Muna Yowell is a senior at UNT majoring in international studies with a minor in Arabic. She worked as an intern at FWSCI as the Tricolore Games Coordinator, responsible for the logistics of an international youth sports games in Fort Worth’s sister city Reggio Emilia, Italy. In the fall, she will be interning at the International Rescue Committee in Washington, DC and will be graduating in December 2018.

Ameera Zaman

Ameera Zaman was born and raised in Fort Worth, Texas, but her parents are from Bangladesh.
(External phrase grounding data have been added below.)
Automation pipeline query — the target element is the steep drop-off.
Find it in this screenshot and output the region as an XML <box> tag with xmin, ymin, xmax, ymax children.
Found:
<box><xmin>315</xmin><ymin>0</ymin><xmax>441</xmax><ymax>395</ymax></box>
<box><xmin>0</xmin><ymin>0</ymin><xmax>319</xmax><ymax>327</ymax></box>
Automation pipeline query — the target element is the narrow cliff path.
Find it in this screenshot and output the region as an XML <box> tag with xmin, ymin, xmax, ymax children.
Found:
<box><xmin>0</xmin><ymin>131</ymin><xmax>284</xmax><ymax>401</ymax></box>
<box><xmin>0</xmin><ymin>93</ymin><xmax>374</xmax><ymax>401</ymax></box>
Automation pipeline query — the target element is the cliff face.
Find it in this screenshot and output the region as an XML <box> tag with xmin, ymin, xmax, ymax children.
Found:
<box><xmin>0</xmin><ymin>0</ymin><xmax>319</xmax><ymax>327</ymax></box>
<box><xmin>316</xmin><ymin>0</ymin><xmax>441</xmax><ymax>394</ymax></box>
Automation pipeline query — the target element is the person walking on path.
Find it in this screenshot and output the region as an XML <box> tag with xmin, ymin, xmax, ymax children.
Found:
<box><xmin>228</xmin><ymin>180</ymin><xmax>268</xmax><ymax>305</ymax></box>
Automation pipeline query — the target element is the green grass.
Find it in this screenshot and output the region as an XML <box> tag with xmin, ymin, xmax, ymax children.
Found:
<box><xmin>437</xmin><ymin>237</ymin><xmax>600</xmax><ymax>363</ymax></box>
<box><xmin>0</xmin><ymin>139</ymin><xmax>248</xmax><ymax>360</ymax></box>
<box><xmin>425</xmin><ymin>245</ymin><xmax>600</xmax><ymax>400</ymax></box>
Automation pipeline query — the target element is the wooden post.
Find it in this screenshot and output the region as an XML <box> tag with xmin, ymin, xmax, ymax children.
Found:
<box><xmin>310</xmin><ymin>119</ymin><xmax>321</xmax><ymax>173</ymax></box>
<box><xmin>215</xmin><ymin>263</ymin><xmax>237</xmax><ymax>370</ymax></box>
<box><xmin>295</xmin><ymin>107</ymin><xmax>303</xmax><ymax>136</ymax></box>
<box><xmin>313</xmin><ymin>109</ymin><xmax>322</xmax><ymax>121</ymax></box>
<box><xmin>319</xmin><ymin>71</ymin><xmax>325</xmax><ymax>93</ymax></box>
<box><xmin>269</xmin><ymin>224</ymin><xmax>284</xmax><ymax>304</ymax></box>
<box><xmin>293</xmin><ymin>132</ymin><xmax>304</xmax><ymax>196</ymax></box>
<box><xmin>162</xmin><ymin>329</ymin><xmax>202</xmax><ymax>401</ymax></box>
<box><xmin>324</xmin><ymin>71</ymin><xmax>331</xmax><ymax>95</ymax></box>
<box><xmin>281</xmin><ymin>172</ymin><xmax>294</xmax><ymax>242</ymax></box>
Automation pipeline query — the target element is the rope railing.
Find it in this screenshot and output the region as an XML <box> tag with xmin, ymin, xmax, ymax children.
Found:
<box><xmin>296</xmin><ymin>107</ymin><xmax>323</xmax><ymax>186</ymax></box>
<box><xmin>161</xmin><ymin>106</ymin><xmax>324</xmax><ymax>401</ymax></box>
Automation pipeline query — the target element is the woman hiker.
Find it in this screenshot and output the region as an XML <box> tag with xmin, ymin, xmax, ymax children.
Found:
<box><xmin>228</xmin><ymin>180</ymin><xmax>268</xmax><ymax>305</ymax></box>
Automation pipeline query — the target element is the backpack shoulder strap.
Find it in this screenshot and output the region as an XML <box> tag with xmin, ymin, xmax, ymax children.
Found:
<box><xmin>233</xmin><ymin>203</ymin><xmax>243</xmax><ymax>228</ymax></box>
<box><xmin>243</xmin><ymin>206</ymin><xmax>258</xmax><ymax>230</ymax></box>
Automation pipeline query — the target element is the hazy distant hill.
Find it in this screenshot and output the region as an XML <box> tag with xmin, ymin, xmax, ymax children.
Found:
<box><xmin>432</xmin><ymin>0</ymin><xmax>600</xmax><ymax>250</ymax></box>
She is currently a junior at UNT where she is majoring in communication studies and minoring in biology, Arabic, and social sciences. This last year, she joined a collegiate Bollywood fusion dance team called Chingaarii. She has been involved with FWSCI since her sophomore year of high school, traveling to Reggio Emilia, Italy and Nagaoka, Japan as a Youth Ambassador. She has also been an Associate Delegation Leader (ADL) for an exchange to Japan, and currently she is a Program Coordinator Intern. She primarily worked on anything involving the facilitators for JILA and ILA, but she also helped with the rest of the program. She also serve as a facilitator for ILA this summer. She looks forward her future endeavors with the program.